The longing for an answer to this question, in turn, gives birth to the conviction that this ‘something more’ must somehow be out there: that its absence is unthinkable, even unintelligible. In pursuit of this conviction, we try to envision it. Because of what drives our doing so, we envision it with certain characteristics. It must, of course, operate according to dramatically different rules than ‘this’. That is, its character must be sufficiently different from that of the world around us to soothe our panicked restlessness. However, to soothe us in this way, it mustn’t simply exist. It must be in some manner accessible. And this is because it will be of no comfort to us unless its existence offers us some escape route—some way of transcending the world as we find it: the intolerable awfulness of ‘this’.

The impulse to posit the supernatural, understood in this way, can indeed lead to the positing of another realm beyond our own. However, the idea that the supernatural must take such a form is, it seems to me, a bias created by a narrow-minded view all too common among people who effectively think of Christianity as the paradigm example of religion. That is, it’s Christianity that posits a hard and fast distinction between our world—the ‘fallen’ world, under the temporary or superficial sway of demonic forces—and that other one: heaven, that other place—domain of God.

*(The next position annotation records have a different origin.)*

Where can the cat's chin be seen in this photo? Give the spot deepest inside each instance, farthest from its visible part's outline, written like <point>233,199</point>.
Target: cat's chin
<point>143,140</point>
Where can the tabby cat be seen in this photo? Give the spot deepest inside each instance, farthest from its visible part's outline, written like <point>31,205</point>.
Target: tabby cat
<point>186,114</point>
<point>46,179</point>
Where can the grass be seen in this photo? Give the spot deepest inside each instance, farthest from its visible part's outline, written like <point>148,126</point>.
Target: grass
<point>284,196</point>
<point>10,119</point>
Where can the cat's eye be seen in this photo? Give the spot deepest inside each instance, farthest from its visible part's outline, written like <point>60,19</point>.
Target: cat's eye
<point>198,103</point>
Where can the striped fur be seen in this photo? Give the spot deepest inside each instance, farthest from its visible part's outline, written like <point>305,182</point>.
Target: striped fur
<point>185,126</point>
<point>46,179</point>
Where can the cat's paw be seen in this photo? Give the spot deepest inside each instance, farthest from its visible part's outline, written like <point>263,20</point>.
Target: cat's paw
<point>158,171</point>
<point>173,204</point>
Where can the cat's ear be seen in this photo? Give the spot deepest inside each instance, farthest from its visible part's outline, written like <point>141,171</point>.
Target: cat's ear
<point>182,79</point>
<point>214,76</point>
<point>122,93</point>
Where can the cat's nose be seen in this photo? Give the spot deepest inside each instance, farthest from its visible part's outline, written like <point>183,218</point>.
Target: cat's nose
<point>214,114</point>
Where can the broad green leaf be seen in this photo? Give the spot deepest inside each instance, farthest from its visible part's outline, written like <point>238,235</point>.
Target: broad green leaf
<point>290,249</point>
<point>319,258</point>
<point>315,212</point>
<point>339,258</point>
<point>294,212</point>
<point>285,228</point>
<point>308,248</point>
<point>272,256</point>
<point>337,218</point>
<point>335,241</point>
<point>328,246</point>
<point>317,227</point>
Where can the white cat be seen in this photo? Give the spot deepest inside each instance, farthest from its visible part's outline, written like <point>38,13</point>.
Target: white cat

Many other religions, though, simply have nothing resembling such a distinction. In Buddhism, for example, we don’t find a distinction between this world and another. Rather, we find something more like a distinction between appearance and reality. When confined to the world of appearance (the cycle of Saṃsāra), we seem to exist—these unities that each of us calls ‘myself’. Many things seem really worth our desire and aversion, and the satisfaction of these wants promises joy and happiness. However, in things as they really are, we aren’t anything in particular, but mere skandhas—piles or random scatterings with no well-founded distinction from each other or the world. And, the desires that our delusions of self induce can only lead to suffering.

The sense in which Buddhism is committed to a notion of the supernatural is that it posits an escape route from the world as we find it—from the conditions in which suffering is inevitable, and into those in which we’ll free from it once and for all. And this is what it has in common with Christianity. The supernatural is constituted by those conditions, distinct from those of the world as we find it, taken as necessary for some vision of escape from ‘this’. Such escape can take the form (as in Christianity) of the soul’s reunion with the divine in another, heavenly realm. It can (as in Buddhism) take the form of the lived realization of the real character of this realm. It can even take the form, not of such permanent escapes, but rather of temporary and limited reprieves—e.g. favors gained from the gods through obedience or the offering of gifts. Whatever form it takes, though, the longing for escape is essential to it. The supernatural is simply the cosmological correlate of soteriology.